Z <- function(a,b,c) {
cor1 = cor(a,b)
cor2 = cor(b,c)
cor3 = cor(c,a)
x = c(cor1,cor2,cor3)
return(x)
}
if I type
Z(dat$A, dat$B,dat$C)
I get the vector of results:
> [1] 0.11294312 0.91417410 0.06457059
I need to condition my function to the SUB variable and get a matrix whose rows are the cor among A/B, B/C, C/A for each SUB.
For instance:
A/B B/C C/A
SUB1 0.11294312 0.91417410 0.06457059
SUB2 0.10335312 0.96744677 0.16356059
Thank you, Best regards
CodePudding user response:
base R
You can split with by
and then recombine.
do.call(rbind, by(dat, dat$SUB, function(x) Z(x$A, x$B, x$C)))
# [,1] [,2] [,3]
# 1 -0.1534126 1.0000000 -0.15341258
# 2 0.1081781 0.8215838 0.04608456
The row names 1
and 2
are the SUB
values themselves; if SUB
is more "interesting" than counting numbers, it will be more apparent. Column names can be applied trivially.
dplyr
library(dplyr)
dat %>%
group_by(SUB) %>%
summarize(as.data.frame(matrix(Z(A, B, C), nr = 1)))
# # A tibble: 2 x 4
# SUB V1 V2 V3
# <dbl> <dbl> <dbl> <dbl>
# 1 1 -0.153 1.00 -0.153
# 2 2 0.108 0.822 0.0461
CodePudding user response:
Try split
in combination with sapply
sapply( split(dat,dat$SUB), function(x) Z(x["A"],x["B"],x["C"]) )
1 2
[1,] -0.1534126 0.10817808
[2,] 1.0000000 0.82158384
[3,] -0.1534126 0.04608456
CodePudding user response:
Actually there's no need for your function if you use the upper.tri
of the cor
relation matrix. Recently you can do this very easily by piping:
sapply(unique(dat$SUB), \(i) cor(dat[dat$SUB == i, -1]) |> {\(x) x[upper.tri(x)]}())
# [,1] [,2]
# [1,] -0.1534126 0.10817808
# [2,] 1.0000000 0.82158384
# [3,] -0.1534126 0.04608456
R.version.string
# [1] "R version 4.1.2 (2021-11-01)"
Data
dat <- structure(list(SUB = c(1, 1, 1, 1, 1, 1, 1, 1, 1, 1, 2, 2, 2,
2, 2, 2, 2, 2, 2, 2, 2, 2, 2), B = c(1, 0, 0, 1, 1, 1, 0, 1,
1, 0, 1, 1, 0, 0, 0, 1, 0, 0, 0, 0, 0, 0, 0), A = c(10, 20, 10,
31, 51, 1, 60, 1, 2, 0, 12, 0, 20, 1, 0, 0, 0, 0, 1, 0, 1, 1,
1), C = c(1, 0, 0, 1, 1, 1, 0, 1, 1, 0, 1, 1, 0, 0, 0, 1, 0,
0, 0, 0, 0, 0, 1)), class = "data.frame", row.names = c(NA, -23L
))
CodePudding user response:
This is a lengthy answer, but it should be pretty flexible.
library(tidyverse)
cor.by.group.combos <- function(.data, groups, vars){
by <- gsub(x = rlang::quo_get_expr(enquo(groups)), pattern = "\\((.*)?\\)", replacement = "\\1")[-1]

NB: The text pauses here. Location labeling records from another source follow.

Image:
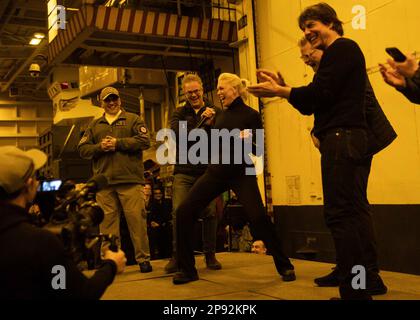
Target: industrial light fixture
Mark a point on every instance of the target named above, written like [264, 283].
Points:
[37, 38]
[35, 41]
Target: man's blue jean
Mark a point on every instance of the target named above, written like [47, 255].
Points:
[180, 188]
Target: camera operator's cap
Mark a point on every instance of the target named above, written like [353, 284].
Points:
[106, 92]
[17, 166]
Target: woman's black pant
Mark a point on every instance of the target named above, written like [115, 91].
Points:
[205, 190]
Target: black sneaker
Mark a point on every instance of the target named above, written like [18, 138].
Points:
[288, 275]
[182, 277]
[145, 267]
[330, 280]
[171, 266]
[375, 285]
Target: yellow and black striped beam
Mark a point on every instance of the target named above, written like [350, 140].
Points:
[146, 23]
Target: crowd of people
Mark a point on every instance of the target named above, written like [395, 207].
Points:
[349, 129]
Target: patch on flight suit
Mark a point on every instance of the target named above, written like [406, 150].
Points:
[121, 123]
[143, 129]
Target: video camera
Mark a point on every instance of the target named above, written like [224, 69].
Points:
[77, 216]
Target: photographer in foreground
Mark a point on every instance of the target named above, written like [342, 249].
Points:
[34, 261]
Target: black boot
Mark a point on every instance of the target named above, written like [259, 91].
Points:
[330, 280]
[374, 284]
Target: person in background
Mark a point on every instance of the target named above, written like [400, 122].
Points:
[380, 135]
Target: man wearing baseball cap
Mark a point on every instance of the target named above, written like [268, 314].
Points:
[30, 254]
[115, 144]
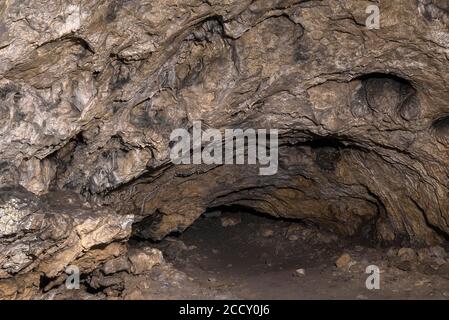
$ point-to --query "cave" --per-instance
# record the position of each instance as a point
(268, 149)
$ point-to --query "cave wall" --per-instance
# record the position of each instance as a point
(91, 90)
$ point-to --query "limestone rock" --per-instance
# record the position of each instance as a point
(90, 93)
(343, 261)
(143, 260)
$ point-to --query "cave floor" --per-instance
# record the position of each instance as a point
(247, 256)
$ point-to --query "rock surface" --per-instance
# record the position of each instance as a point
(90, 92)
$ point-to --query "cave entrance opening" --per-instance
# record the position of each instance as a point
(252, 255)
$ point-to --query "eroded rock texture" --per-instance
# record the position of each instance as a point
(91, 90)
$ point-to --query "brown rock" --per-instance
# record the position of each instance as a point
(343, 261)
(143, 260)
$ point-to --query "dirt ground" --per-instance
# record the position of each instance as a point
(246, 256)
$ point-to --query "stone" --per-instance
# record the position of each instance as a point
(343, 261)
(89, 97)
(116, 265)
(438, 252)
(267, 232)
(300, 272)
(143, 260)
(230, 221)
(407, 254)
(212, 214)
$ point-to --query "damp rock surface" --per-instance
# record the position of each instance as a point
(90, 92)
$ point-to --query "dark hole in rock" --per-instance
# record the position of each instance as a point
(385, 93)
(440, 129)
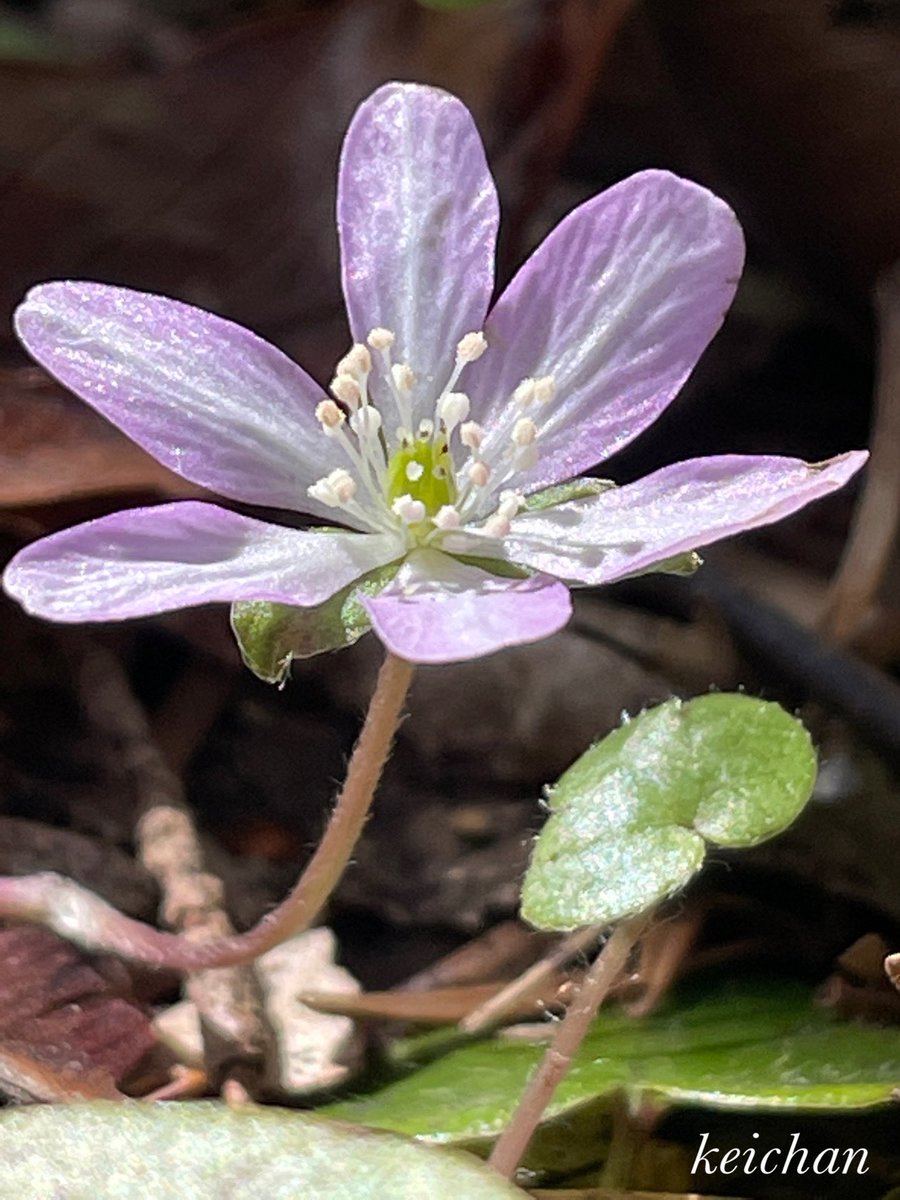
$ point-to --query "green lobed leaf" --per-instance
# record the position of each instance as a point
(630, 819)
(205, 1151)
(271, 635)
(757, 1047)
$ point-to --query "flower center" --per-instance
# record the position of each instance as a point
(423, 469)
(408, 475)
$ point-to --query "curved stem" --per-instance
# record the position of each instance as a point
(570, 1032)
(82, 917)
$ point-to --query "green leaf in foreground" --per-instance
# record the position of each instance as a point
(205, 1151)
(754, 1048)
(630, 820)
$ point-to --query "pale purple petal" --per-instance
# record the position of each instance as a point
(617, 304)
(204, 396)
(418, 215)
(174, 556)
(438, 610)
(678, 509)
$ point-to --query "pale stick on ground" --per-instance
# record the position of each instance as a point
(84, 918)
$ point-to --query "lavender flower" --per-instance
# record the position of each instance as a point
(448, 430)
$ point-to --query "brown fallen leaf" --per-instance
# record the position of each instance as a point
(27, 1080)
(441, 1006)
(65, 1031)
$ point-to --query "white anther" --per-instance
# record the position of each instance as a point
(497, 526)
(357, 361)
(448, 517)
(479, 473)
(453, 408)
(346, 389)
(366, 423)
(523, 395)
(511, 503)
(471, 347)
(526, 457)
(408, 510)
(472, 435)
(329, 415)
(525, 431)
(403, 378)
(335, 490)
(545, 389)
(381, 339)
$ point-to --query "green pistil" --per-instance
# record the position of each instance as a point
(436, 486)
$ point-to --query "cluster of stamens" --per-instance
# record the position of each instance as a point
(409, 474)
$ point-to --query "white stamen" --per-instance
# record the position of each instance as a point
(497, 526)
(523, 395)
(403, 378)
(357, 361)
(336, 489)
(329, 417)
(453, 408)
(366, 423)
(471, 347)
(525, 431)
(408, 510)
(381, 339)
(545, 389)
(346, 389)
(472, 435)
(448, 517)
(479, 473)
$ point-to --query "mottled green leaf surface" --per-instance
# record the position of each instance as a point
(761, 1048)
(205, 1151)
(630, 820)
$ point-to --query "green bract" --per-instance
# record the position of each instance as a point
(630, 820)
(270, 635)
(205, 1151)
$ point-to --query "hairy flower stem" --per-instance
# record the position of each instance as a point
(78, 915)
(595, 987)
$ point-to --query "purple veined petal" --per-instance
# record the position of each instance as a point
(678, 509)
(203, 395)
(418, 215)
(438, 610)
(617, 305)
(175, 556)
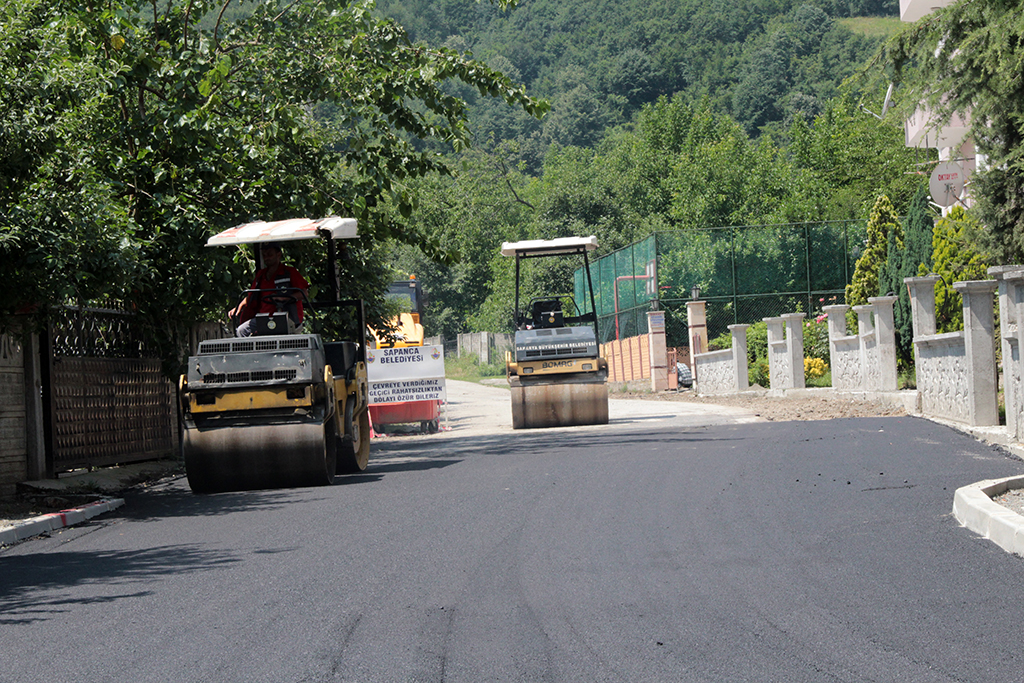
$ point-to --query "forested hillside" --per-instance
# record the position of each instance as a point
(665, 115)
(597, 61)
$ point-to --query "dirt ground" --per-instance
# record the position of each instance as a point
(771, 409)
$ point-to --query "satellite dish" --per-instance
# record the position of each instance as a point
(946, 183)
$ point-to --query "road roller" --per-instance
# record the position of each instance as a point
(555, 370)
(281, 408)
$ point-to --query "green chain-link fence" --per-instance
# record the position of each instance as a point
(744, 273)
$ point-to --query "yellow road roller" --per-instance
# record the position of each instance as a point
(281, 408)
(555, 372)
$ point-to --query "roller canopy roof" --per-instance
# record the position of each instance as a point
(286, 230)
(549, 247)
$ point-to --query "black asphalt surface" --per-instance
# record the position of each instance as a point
(802, 551)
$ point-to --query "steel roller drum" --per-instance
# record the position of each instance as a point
(262, 456)
(558, 403)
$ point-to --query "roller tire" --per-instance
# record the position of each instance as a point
(353, 454)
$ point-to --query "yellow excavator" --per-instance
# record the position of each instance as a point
(555, 372)
(283, 408)
(409, 326)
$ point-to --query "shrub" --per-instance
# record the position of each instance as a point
(814, 368)
(758, 373)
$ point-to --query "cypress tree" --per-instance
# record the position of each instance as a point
(905, 262)
(865, 276)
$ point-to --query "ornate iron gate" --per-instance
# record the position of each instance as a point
(109, 401)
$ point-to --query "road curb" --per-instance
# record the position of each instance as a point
(56, 520)
(975, 509)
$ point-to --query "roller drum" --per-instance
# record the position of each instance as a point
(262, 456)
(554, 403)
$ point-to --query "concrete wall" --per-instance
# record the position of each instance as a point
(866, 360)
(488, 346)
(724, 372)
(13, 444)
(956, 373)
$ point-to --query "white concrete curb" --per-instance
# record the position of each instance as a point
(56, 520)
(974, 508)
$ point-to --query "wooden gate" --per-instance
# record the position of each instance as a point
(109, 400)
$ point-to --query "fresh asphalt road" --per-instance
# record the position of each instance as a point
(802, 551)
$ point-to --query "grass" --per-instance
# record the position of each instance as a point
(822, 381)
(873, 27)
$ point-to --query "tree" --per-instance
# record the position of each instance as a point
(967, 59)
(882, 223)
(162, 130)
(905, 262)
(954, 258)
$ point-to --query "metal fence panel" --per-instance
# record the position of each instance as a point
(744, 273)
(109, 399)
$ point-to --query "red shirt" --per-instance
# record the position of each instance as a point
(286, 276)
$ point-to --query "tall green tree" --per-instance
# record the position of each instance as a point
(955, 257)
(967, 59)
(162, 129)
(905, 262)
(883, 223)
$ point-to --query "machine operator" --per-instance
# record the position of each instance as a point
(274, 275)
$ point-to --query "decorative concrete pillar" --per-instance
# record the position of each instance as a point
(1008, 339)
(785, 351)
(865, 347)
(739, 355)
(837, 321)
(885, 338)
(658, 353)
(1013, 368)
(795, 342)
(696, 321)
(979, 328)
(922, 292)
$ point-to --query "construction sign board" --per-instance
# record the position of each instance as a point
(410, 373)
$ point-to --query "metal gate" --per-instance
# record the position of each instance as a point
(109, 401)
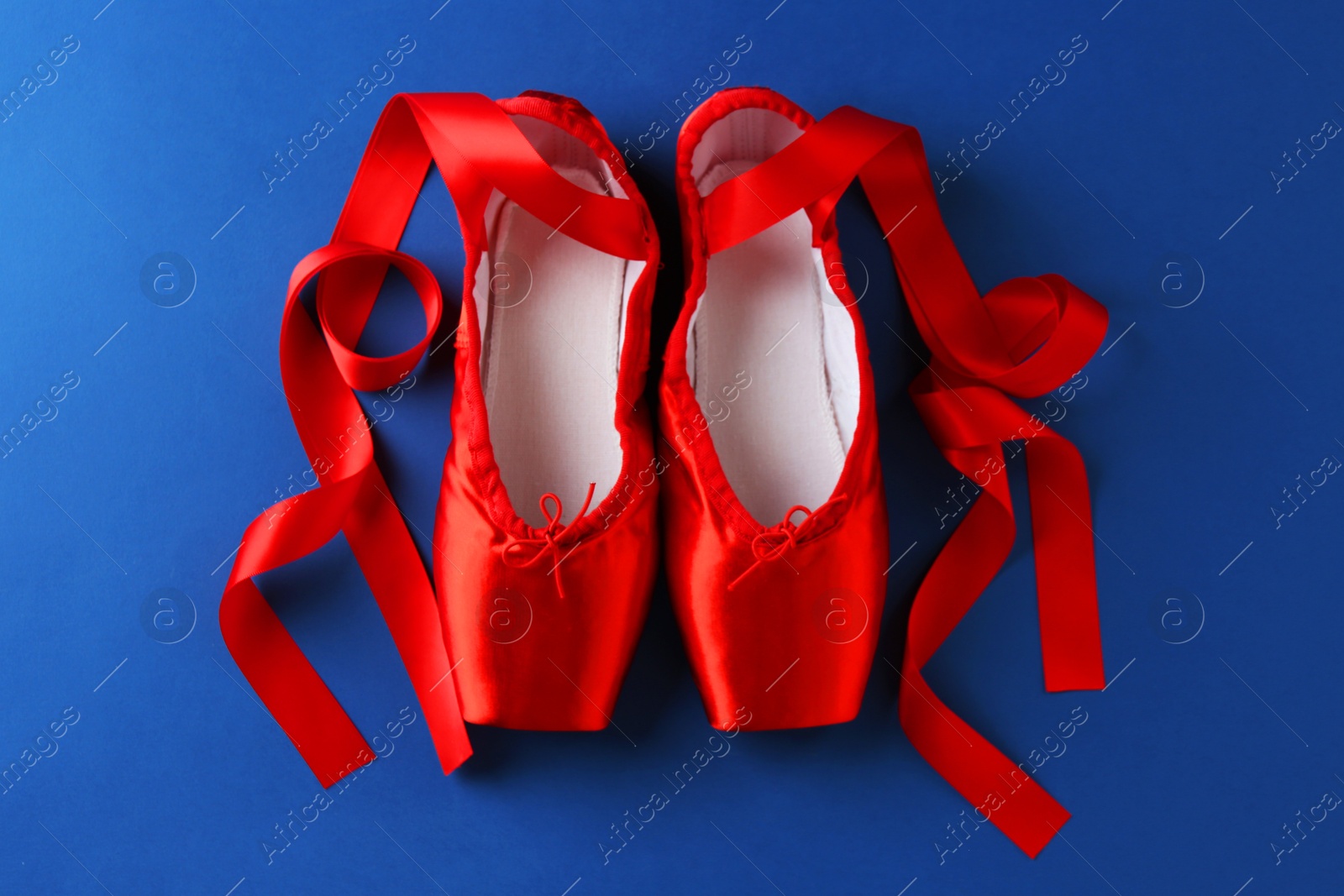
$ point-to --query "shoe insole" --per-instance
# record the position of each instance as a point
(761, 315)
(553, 338)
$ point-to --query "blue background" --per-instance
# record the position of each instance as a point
(1155, 150)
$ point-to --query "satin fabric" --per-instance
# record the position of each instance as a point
(1023, 338)
(780, 617)
(543, 621)
(477, 148)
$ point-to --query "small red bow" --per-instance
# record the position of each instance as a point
(549, 537)
(773, 543)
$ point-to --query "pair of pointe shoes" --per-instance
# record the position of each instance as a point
(759, 486)
(763, 468)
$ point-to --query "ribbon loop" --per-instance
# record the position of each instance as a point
(773, 543)
(1025, 338)
(528, 551)
(479, 149)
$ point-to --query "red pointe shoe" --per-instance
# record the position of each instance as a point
(774, 515)
(546, 542)
(554, 349)
(750, 163)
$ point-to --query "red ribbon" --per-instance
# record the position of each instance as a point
(477, 149)
(1025, 338)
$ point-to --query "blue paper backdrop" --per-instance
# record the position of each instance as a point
(1151, 170)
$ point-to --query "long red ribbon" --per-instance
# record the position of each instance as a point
(477, 149)
(1023, 338)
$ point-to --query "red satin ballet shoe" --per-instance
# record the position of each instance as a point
(554, 335)
(752, 163)
(774, 515)
(546, 539)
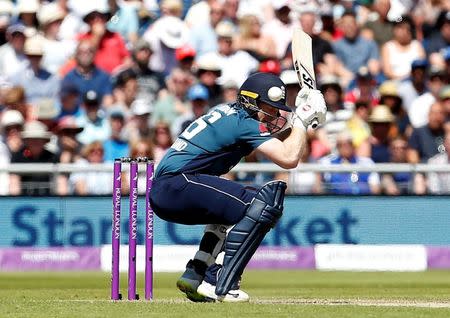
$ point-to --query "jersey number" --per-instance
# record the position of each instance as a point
(200, 123)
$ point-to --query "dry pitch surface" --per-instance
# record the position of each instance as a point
(273, 294)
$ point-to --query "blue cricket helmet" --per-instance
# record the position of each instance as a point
(266, 87)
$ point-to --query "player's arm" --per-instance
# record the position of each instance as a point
(311, 109)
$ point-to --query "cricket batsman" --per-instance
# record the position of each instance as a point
(188, 188)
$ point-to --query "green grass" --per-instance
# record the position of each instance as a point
(273, 294)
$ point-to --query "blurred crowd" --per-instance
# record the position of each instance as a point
(85, 82)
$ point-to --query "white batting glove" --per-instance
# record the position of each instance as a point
(311, 109)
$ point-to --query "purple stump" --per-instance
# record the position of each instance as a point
(149, 234)
(115, 240)
(132, 231)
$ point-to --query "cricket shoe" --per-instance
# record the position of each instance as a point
(208, 288)
(191, 279)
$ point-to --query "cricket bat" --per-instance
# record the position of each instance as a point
(303, 63)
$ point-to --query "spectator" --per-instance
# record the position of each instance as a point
(116, 146)
(35, 135)
(415, 86)
(355, 51)
(110, 49)
(27, 15)
(380, 28)
(125, 90)
(95, 125)
(203, 37)
(198, 98)
(170, 105)
(124, 20)
(150, 82)
(14, 99)
(349, 183)
(87, 77)
(12, 123)
(420, 107)
(139, 126)
(398, 53)
(440, 39)
(56, 51)
(427, 141)
(208, 72)
(358, 125)
(235, 64)
(365, 89)
(37, 82)
(185, 56)
(91, 182)
(12, 56)
(250, 39)
(397, 183)
(281, 27)
(439, 182)
(165, 35)
(68, 100)
(162, 140)
(69, 149)
(381, 121)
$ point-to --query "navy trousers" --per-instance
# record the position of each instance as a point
(199, 199)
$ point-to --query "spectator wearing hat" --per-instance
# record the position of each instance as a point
(398, 53)
(35, 136)
(185, 56)
(208, 72)
(171, 103)
(86, 76)
(439, 182)
(27, 15)
(281, 27)
(91, 182)
(150, 82)
(355, 183)
(69, 96)
(165, 35)
(235, 64)
(380, 28)
(376, 146)
(198, 99)
(37, 82)
(116, 146)
(203, 37)
(249, 38)
(93, 120)
(439, 39)
(365, 89)
(12, 123)
(110, 48)
(415, 85)
(56, 51)
(138, 127)
(420, 107)
(69, 149)
(12, 56)
(125, 90)
(397, 183)
(427, 141)
(353, 50)
(124, 20)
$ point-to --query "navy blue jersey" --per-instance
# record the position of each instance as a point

piv <- gsub(x = rlang::quo_get_expr(enquo(vars)), pattern = "\\((.*)?\\)", replacement = "\\1")[-1]
.data %>%
group_by(!!!groups) %>%
group_split() %>%
map(.,
~pivot_longer(., cols = all_of(piv), names_to = "name", values_to = "val") %>%
nest(data = val) %>%
full_join(.,.,by = by) %>%
filter(name.x != name.y) %>%
mutate(test = paste(name.x, "vs",name.y, sep = "."),
grp = paste0(by,!!!groups),
cor = map2_dbl(data.x,data.y, ~cor(unlist(.x), unlist(.y)))) %>%
select(test,grp, cor)
) %>%
bind_rows() %>%
pivot_wider(names_from = test, values_from = cor)
}
cor.by.group.combos(dat, vars(SUB), vars(A, B, C))
#> # A tibble: 2 x 7
#> grp A.vs.B A.vs.C B.vs.A B.vs.C C.vs.A C.vs.B
#> <chr> <dbl> <dbl> <dbl> <dbl> <dbl> <dbl>
#> 1 SUB1 -0.153 -0.153 -0.153 1 -0.153 1
#> 2 SUB2 0.108 0.0461 0.108 0.822 0.0461 0.822
In essence, what we are doing is splitting the data by group, and then applying a cor
test to every combination of the selected variables. The way I set this up will give some duplicate tests (e.g., A.vs.B and B.vs.A). You could fix this by using combn
instead of full_join
, but I didn't take the time to work out the details. This function should work if you change the input variables, the grouping variables, ect. You can also apply multiple groups with this method.